There's a growing trend of trading in your smartphone for an old-school cell phone and it's happening for many reasons, one of which is the fragility of smartphones. If you're a smartphone user, you've very likely dealt with a cracked or shattered screen before and the solution isn't cheap and often isn't very green either. It's usually cheaper to get a new phone than it is to fix the one you have, meaning more e-waste to go round.
But many of us, myself included, still stick by our smartphones because of how much we can accomplish with them. They have replaced the need for a digital camera, GPS device, mp3 player and several other gadgets, but we want our smartphones to last as well as be really useful.
Researchers at Ohio's University of Akron think they have found the solution: a coating for smartphone glass made up of copper nanowires that makes the screens more flexible and all-around tougher.
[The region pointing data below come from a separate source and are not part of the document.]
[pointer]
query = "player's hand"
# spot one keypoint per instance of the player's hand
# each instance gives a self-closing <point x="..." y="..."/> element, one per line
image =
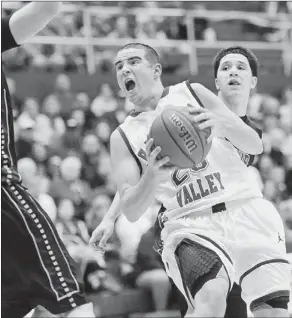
<point x="207" y="119"/>
<point x="101" y="235"/>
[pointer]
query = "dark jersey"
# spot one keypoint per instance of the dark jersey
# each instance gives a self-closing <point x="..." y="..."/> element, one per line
<point x="9" y="173"/>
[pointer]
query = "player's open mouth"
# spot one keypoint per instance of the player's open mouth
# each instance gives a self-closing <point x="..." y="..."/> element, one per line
<point x="233" y="82"/>
<point x="130" y="85"/>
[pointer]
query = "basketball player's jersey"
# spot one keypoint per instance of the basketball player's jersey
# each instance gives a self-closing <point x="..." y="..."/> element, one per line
<point x="222" y="177"/>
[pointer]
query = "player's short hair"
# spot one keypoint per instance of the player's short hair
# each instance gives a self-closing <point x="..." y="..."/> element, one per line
<point x="150" y="54"/>
<point x="252" y="59"/>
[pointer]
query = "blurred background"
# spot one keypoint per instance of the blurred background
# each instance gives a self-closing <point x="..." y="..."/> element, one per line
<point x="67" y="103"/>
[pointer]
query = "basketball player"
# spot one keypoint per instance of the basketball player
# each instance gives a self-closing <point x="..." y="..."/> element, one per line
<point x="36" y="267"/>
<point x="217" y="228"/>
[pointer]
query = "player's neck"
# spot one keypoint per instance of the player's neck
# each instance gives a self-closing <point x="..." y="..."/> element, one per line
<point x="151" y="102"/>
<point x="238" y="104"/>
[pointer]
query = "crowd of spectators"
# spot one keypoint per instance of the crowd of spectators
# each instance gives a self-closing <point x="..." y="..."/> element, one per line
<point x="144" y="25"/>
<point x="62" y="144"/>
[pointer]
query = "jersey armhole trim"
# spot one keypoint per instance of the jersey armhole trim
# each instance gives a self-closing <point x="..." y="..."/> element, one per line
<point x="194" y="94"/>
<point x="122" y="133"/>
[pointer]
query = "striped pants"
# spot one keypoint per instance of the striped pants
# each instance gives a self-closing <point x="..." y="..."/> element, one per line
<point x="36" y="267"/>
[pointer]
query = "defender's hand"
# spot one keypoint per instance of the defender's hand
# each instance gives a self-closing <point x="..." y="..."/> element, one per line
<point x="101" y="235"/>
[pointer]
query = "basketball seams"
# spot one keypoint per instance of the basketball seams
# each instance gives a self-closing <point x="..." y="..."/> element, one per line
<point x="174" y="140"/>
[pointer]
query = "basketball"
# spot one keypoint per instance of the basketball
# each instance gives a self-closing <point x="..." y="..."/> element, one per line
<point x="179" y="138"/>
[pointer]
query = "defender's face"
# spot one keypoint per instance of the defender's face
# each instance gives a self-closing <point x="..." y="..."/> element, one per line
<point x="135" y="75"/>
<point x="234" y="75"/>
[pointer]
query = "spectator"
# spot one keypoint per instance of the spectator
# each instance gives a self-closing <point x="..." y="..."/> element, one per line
<point x="15" y="100"/>
<point x="121" y="30"/>
<point x="105" y="104"/>
<point x="37" y="186"/>
<point x="51" y="127"/>
<point x="83" y="103"/>
<point x="92" y="149"/>
<point x="24" y="144"/>
<point x="70" y="186"/>
<point x="64" y="95"/>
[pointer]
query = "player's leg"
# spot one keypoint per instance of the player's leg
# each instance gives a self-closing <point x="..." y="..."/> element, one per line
<point x="263" y="266"/>
<point x="14" y="264"/>
<point x="204" y="279"/>
<point x="50" y="272"/>
<point x="236" y="306"/>
<point x="158" y="283"/>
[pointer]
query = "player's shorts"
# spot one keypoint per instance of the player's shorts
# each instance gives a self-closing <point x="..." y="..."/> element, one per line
<point x="248" y="238"/>
<point x="36" y="267"/>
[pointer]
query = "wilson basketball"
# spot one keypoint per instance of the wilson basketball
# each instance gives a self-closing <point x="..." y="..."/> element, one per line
<point x="179" y="138"/>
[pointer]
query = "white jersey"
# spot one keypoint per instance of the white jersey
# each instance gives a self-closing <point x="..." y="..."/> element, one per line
<point x="222" y="177"/>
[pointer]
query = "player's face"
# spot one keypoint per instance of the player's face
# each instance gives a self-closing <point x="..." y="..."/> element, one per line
<point x="135" y="75"/>
<point x="234" y="76"/>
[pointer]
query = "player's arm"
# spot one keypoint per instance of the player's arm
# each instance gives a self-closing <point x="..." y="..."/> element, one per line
<point x="106" y="227"/>
<point x="228" y="124"/>
<point x="136" y="192"/>
<point x="31" y="18"/>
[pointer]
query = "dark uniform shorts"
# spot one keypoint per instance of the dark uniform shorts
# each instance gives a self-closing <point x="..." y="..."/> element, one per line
<point x="36" y="267"/>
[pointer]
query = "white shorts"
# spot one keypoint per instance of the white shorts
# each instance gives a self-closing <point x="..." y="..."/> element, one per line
<point x="248" y="238"/>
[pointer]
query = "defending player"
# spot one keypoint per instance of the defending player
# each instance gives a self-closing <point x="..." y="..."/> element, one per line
<point x="36" y="267"/>
<point x="217" y="228"/>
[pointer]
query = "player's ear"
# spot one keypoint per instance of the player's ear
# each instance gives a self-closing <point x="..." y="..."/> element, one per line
<point x="217" y="85"/>
<point x="157" y="71"/>
<point x="254" y="82"/>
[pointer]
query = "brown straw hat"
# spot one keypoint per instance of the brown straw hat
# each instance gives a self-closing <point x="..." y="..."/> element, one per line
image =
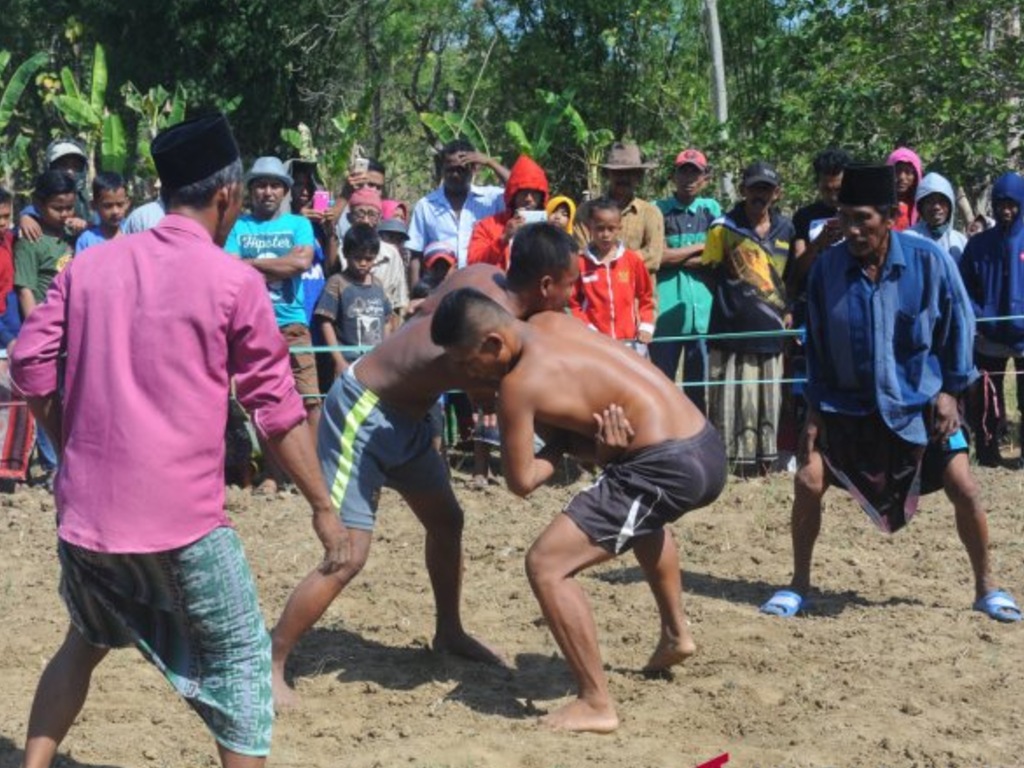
<point x="625" y="156"/>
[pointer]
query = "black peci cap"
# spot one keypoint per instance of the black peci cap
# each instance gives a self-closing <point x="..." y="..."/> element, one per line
<point x="868" y="185"/>
<point x="193" y="151"/>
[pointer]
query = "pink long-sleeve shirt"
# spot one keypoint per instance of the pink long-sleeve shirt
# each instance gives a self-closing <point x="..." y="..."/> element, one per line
<point x="154" y="327"/>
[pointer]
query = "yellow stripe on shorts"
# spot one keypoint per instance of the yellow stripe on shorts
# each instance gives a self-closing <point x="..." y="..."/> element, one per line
<point x="353" y="420"/>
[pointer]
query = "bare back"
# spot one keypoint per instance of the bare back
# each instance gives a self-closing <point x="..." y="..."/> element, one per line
<point x="408" y="371"/>
<point x="566" y="373"/>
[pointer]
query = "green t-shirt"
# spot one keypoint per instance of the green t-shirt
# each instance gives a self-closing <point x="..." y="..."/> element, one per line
<point x="36" y="264"/>
<point x="683" y="295"/>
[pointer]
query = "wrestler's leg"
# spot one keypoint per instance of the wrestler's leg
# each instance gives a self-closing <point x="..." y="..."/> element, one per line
<point x="442" y="518"/>
<point x="658" y="556"/>
<point x="972" y="521"/>
<point x="59" y="697"/>
<point x="306" y="604"/>
<point x="558" y="554"/>
<point x="810" y="484"/>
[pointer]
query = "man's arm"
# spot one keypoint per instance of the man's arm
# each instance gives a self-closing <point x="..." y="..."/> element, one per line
<point x="683" y="255"/>
<point x="479" y="159"/>
<point x="646" y="310"/>
<point x="653" y="238"/>
<point x="954" y="344"/>
<point x="523" y="471"/>
<point x="36" y="358"/>
<point x="804" y="253"/>
<point x="292" y="263"/>
<point x="258" y="360"/>
<point x="26" y="301"/>
<point x="296" y="454"/>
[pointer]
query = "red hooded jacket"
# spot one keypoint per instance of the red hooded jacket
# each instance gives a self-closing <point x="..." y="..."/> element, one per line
<point x="615" y="298"/>
<point x="487" y="245"/>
Most smartphones today use a coating of indium tin oxide, also known as ITO. ITO is electrically conductive and transparent, but it's also brittle, so it does nothing to protect from cracks and shatters.
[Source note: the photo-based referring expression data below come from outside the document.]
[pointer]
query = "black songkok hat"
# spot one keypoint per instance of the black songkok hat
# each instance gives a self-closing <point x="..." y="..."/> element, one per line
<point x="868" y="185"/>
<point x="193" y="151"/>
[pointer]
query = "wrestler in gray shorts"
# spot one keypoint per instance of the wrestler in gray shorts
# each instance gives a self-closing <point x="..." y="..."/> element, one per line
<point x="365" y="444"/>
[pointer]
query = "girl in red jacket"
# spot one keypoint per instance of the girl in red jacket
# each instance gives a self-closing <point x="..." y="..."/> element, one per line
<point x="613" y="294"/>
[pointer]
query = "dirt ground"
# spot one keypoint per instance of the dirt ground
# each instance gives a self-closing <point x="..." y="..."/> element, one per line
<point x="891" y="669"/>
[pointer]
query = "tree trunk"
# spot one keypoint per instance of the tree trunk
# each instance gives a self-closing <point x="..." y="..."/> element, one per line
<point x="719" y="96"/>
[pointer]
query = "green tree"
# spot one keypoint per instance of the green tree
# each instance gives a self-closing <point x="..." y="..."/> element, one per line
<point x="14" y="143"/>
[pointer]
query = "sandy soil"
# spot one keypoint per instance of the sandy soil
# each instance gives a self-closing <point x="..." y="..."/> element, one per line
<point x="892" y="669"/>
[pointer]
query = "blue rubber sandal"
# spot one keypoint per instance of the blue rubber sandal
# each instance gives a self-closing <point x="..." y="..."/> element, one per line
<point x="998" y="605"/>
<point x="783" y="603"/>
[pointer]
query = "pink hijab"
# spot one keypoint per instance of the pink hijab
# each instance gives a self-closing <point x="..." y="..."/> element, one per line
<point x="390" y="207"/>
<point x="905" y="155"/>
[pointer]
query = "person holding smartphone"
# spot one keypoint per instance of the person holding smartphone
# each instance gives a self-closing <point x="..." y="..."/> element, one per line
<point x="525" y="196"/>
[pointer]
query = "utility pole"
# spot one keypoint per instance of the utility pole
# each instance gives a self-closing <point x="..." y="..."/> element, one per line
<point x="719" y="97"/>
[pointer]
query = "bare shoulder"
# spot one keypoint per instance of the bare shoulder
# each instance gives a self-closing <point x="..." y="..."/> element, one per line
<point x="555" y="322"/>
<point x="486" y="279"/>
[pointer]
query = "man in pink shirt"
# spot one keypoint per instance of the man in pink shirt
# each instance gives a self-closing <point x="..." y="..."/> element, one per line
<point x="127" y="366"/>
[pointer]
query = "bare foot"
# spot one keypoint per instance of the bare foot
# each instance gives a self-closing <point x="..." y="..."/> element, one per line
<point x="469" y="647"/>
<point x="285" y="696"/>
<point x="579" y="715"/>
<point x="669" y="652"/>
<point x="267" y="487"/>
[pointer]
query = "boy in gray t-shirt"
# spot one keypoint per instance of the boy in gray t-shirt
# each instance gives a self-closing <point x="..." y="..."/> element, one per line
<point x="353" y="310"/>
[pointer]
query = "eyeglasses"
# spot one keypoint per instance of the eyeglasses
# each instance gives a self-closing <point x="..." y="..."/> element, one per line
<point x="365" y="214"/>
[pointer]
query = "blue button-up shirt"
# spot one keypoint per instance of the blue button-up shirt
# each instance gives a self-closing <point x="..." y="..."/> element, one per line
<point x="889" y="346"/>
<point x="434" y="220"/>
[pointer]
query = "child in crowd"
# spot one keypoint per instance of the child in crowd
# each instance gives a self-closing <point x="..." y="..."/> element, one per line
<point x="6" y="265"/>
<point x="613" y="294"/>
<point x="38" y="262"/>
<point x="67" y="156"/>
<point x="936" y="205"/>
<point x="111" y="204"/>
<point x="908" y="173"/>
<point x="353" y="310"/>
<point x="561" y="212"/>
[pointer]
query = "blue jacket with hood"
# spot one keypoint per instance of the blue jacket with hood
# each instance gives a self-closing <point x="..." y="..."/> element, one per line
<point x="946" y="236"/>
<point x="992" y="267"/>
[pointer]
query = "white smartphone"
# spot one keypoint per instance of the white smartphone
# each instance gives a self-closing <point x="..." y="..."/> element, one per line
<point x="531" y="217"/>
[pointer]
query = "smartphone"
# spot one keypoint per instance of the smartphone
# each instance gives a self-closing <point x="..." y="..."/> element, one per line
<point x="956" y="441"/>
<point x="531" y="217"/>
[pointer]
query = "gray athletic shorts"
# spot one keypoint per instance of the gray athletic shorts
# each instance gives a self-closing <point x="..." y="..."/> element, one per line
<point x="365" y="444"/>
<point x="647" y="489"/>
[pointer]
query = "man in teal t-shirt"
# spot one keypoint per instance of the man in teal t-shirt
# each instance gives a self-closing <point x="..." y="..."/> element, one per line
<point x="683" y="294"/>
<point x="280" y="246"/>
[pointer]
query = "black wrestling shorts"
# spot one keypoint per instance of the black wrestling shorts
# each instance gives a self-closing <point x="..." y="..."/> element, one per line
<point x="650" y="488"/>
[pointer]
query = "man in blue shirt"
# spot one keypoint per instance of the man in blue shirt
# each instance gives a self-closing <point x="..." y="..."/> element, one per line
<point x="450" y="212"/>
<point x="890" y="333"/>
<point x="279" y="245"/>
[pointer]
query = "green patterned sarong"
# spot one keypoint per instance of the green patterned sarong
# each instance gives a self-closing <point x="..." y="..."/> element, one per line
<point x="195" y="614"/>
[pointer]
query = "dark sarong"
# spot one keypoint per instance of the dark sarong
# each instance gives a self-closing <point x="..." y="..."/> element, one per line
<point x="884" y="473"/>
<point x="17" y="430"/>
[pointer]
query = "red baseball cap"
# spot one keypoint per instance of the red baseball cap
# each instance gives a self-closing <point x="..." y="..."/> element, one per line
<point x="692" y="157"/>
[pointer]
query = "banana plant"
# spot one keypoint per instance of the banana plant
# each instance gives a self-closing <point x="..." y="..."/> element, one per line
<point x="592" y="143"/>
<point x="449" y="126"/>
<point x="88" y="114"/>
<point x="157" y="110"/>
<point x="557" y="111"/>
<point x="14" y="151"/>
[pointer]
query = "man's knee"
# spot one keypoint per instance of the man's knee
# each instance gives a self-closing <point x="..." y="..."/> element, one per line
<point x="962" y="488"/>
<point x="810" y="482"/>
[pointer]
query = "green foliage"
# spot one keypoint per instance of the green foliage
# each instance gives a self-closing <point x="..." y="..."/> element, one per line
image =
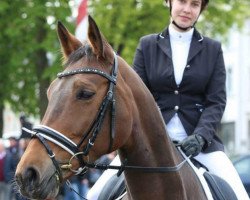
<point x="27" y="31"/>
<point x="124" y="22"/>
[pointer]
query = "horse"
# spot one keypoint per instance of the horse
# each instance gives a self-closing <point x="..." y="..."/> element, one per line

The new coating that the team has created consists of a network of linked copper nanowires that can be deposited directly on rigid glass or flexible polymer sheets through a process that is scalable for mass production.
The researchers tested the coating on transparent polymer and it retained its conductivity after having Scotch tape repeatedly applied to and removed from the surface and it was bent 1,000 times without any loss of conductivity. Because this coating could be used on polymer sheets and not just glass, rugged, flexible, shatterproof polymer touchscreens could be possible in the future.